Dia menyentuh pelan layar ponselnya, hanya untuk memastikan bahwa bahkan sampai sekarang tidak ada balasan terhadap pertanyaannya itu. Pada dasarnya, kekasihnya memang tidak berniat memberikan penjelasan apapun dan hanya ingin memutus jalinan mereka yang bahkan sudah tertaut tujuh tahun lamanya itu.
Arina menuang lagi cairan ke dalam gelasnya. Entah sudah berapa banyak yang dia tenggak dan berharap dapat meredakan kegaduhan dalam hati dan kepalanya. Namun sayang, bahkan mabuk pun sepertinya tidak bisa jadi solusi.
Bibirnya menyunggingkan senyum miring, tertawa miris setelah mengingat kembali bagaimana lima jam lalu dia menyalahkan dirinya sendiri atas keputusan sepihak yang kekasihnya ambil ini. Arina berlari dan mengemudi gila-gilaan dari kampus menuju apartemen sementara tempat Jefan—kekasihnya sejak di masa kuliah itu tinggal. Mengusap air mata sembari terus menerus menghubungi nomor Jefan seperti orang gila. Dia bahkan diblokir lebih awal.
Hubungan mereka ini tak bisa dia sepelekan. Arina menghabiskan masa-masa mudanya dengan menjadi kekasih dari seorang Jefan Gutomo dan menghadapi banyak hal bersama. Keluarga sudah sama-sama saling kenal dan bahkan sudah ada percakapan menuju hubungan yang lebih serius. Tapi bagaimana bisa Jefan justru memutuskannya secara sepihak tanpa ada penjelasan apapun begini?

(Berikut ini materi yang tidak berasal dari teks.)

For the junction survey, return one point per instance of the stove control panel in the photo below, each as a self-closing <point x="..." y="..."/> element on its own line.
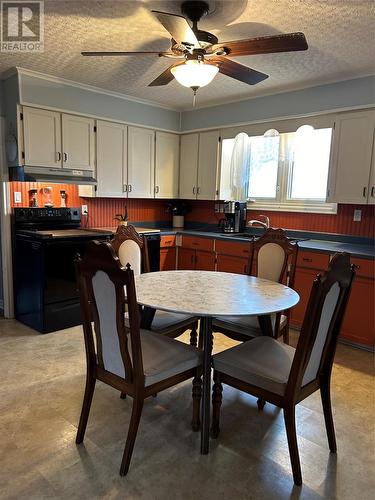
<point x="47" y="214"/>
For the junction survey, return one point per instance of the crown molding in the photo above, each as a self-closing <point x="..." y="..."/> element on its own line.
<point x="91" y="88"/>
<point x="220" y="102"/>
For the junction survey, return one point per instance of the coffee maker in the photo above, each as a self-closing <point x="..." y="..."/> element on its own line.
<point x="235" y="217"/>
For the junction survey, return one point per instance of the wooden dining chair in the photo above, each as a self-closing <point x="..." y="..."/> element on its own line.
<point x="131" y="247"/>
<point x="136" y="362"/>
<point x="284" y="376"/>
<point x="273" y="258"/>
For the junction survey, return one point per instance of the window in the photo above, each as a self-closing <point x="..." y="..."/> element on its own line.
<point x="287" y="171"/>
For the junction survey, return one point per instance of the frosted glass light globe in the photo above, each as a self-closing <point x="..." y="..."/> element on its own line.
<point x="194" y="73"/>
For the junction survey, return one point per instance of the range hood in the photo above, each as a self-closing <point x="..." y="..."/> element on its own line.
<point x="47" y="174"/>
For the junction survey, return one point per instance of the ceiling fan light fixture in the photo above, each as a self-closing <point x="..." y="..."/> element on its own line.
<point x="194" y="73"/>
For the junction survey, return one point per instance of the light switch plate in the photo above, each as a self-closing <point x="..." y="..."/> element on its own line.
<point x="357" y="216"/>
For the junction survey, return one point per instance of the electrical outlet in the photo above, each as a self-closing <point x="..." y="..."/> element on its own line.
<point x="357" y="216"/>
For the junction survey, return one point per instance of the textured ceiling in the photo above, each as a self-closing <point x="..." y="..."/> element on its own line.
<point x="340" y="34"/>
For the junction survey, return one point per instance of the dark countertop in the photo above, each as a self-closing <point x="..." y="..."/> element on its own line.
<point x="363" y="250"/>
<point x="317" y="242"/>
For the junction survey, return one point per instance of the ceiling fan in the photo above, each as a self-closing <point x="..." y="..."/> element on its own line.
<point x="199" y="54"/>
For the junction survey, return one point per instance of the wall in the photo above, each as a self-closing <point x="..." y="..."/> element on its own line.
<point x="61" y="95"/>
<point x="340" y="95"/>
<point x="341" y="223"/>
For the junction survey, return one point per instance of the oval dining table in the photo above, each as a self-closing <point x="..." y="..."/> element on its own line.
<point x="208" y="295"/>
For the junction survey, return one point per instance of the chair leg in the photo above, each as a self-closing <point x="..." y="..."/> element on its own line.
<point x="132" y="434"/>
<point x="290" y="426"/>
<point x="193" y="337"/>
<point x="261" y="402"/>
<point x="325" y="394"/>
<point x="86" y="405"/>
<point x="217" y="398"/>
<point x="197" y="395"/>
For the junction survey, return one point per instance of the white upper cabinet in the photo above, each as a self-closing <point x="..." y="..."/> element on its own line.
<point x="111" y="159"/>
<point x="141" y="162"/>
<point x="78" y="142"/>
<point x="42" y="138"/>
<point x="208" y="165"/>
<point x="189" y="166"/>
<point x="351" y="158"/>
<point x="198" y="165"/>
<point x="167" y="150"/>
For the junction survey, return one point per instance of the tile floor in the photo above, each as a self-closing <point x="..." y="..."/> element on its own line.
<point x="41" y="387"/>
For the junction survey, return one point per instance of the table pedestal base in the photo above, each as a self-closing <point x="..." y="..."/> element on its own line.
<point x="205" y="332"/>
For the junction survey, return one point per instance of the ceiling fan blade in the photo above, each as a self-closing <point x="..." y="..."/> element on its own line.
<point x="237" y="71"/>
<point x="264" y="45"/>
<point x="178" y="27"/>
<point x="125" y="53"/>
<point x="165" y="77"/>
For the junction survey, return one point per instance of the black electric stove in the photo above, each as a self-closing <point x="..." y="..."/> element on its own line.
<point x="45" y="242"/>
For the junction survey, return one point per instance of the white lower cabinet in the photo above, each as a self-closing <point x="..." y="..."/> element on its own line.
<point x="167" y="149"/>
<point x="111" y="159"/>
<point x="352" y="151"/>
<point x="199" y="165"/>
<point x="141" y="150"/>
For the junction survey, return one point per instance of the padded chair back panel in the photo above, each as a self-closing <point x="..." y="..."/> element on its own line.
<point x="328" y="310"/>
<point x="105" y="298"/>
<point x="271" y="258"/>
<point x="130" y="252"/>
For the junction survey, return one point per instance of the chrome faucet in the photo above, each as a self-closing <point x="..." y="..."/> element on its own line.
<point x="264" y="223"/>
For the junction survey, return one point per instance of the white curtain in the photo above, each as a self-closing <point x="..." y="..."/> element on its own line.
<point x="239" y="168"/>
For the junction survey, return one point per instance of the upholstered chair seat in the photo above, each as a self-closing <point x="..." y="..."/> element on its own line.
<point x="264" y="362"/>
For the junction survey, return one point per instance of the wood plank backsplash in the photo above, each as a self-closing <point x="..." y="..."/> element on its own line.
<point x="102" y="210"/>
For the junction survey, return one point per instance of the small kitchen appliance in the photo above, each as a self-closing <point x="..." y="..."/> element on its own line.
<point x="235" y="217"/>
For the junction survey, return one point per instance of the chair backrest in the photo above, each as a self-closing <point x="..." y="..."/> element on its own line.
<point x="274" y="257"/>
<point x="321" y="325"/>
<point x="131" y="248"/>
<point x="105" y="289"/>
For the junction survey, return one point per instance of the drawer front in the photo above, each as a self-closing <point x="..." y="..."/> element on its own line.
<point x="232" y="248"/>
<point x="313" y="260"/>
<point x="365" y="267"/>
<point x="198" y="243"/>
<point x="168" y="241"/>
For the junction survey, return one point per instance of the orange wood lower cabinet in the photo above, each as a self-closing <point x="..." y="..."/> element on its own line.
<point x="186" y="258"/>
<point x="231" y="264"/>
<point x="359" y="320"/>
<point x="195" y="259"/>
<point x="168" y="259"/>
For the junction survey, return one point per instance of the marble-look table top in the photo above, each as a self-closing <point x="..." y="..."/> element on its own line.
<point x="209" y="293"/>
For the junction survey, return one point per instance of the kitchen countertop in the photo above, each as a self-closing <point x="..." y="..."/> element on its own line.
<point x="366" y="251"/>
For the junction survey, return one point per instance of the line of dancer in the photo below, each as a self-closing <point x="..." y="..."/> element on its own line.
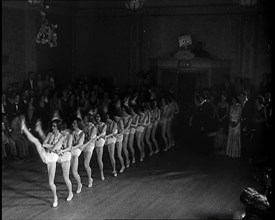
<point x="131" y="131"/>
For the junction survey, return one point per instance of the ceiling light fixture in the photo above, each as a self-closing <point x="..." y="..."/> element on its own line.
<point x="134" y="5"/>
<point x="248" y="3"/>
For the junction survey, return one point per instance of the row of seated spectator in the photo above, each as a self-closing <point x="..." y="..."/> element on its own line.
<point x="40" y="98"/>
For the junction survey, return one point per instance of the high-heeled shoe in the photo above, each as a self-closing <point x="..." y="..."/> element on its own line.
<point x="122" y="169"/>
<point x="79" y="189"/>
<point x="70" y="197"/>
<point x="55" y="204"/>
<point x="91" y="183"/>
<point x="114" y="173"/>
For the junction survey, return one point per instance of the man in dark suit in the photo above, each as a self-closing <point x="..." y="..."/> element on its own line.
<point x="30" y="84"/>
<point x="246" y="120"/>
<point x="15" y="108"/>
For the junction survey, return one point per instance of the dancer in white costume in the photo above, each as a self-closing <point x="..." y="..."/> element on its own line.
<point x="126" y="119"/>
<point x="111" y="132"/>
<point x="140" y="132"/>
<point x="90" y="131"/>
<point x="99" y="143"/>
<point x="155" y="121"/>
<point x="133" y="126"/>
<point x="119" y="139"/>
<point x="77" y="147"/>
<point x="48" y="151"/>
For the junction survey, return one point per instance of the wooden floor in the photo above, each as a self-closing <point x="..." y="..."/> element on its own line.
<point x="177" y="184"/>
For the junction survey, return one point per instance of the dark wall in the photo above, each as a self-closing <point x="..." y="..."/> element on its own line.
<point x="102" y="47"/>
<point x="13" y="48"/>
<point x="222" y="34"/>
<point x="219" y="33"/>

Memutar kembali memori dimana ia telah sampai di apartemen Jefan dengan nafas terengah dan hati yang minta penjelasan. Tapi sampai disana, ia justru harus mendapati dan mendengarkan percakapan gila yang sama sekali tidak pernah dia duga sebelumnya.
“Aku nggak akan buang-buang waktu lagi dengan wanita membosankan seperti dia! Wanita yang hanya pintar secara akademis tapi bahkan tidak bisa berciuman dengan benar!”
Sebuah kalimat pedas yang entah mengapa Arina yakini ditujukan padanya.
Ranjang Jefan berdecit. Diatasnya dua tubuh polos sepasang insan tengah beradu saling memuja kenikmatan. Arina tanpa sadar mematung, pantulan dari sebuah cermin mahal disana sudah cukup membuatnya melihat dengan jelas siapa yang ada disana dan apa yang tengah dilakukan.
Wanita yang tengah bergerak diatas tubuh kekasihnya itu kembali melenguh dan menimpali, “Jadi sekarang kita sudah tidak perlu sembunyi-sembunyi lagi? Maksudnya, aku akan segera menjadi Nyonya Jefan Gutomo, kan?”
Jefan yang berada dibawahnya menggeram lagi, “Tentu. Posisi itu memang seharusnya sejak awal milik kamu. Aku sudah mengatakannya bahkan saat malam pertama kita tiga tahun yang lalu, kan?”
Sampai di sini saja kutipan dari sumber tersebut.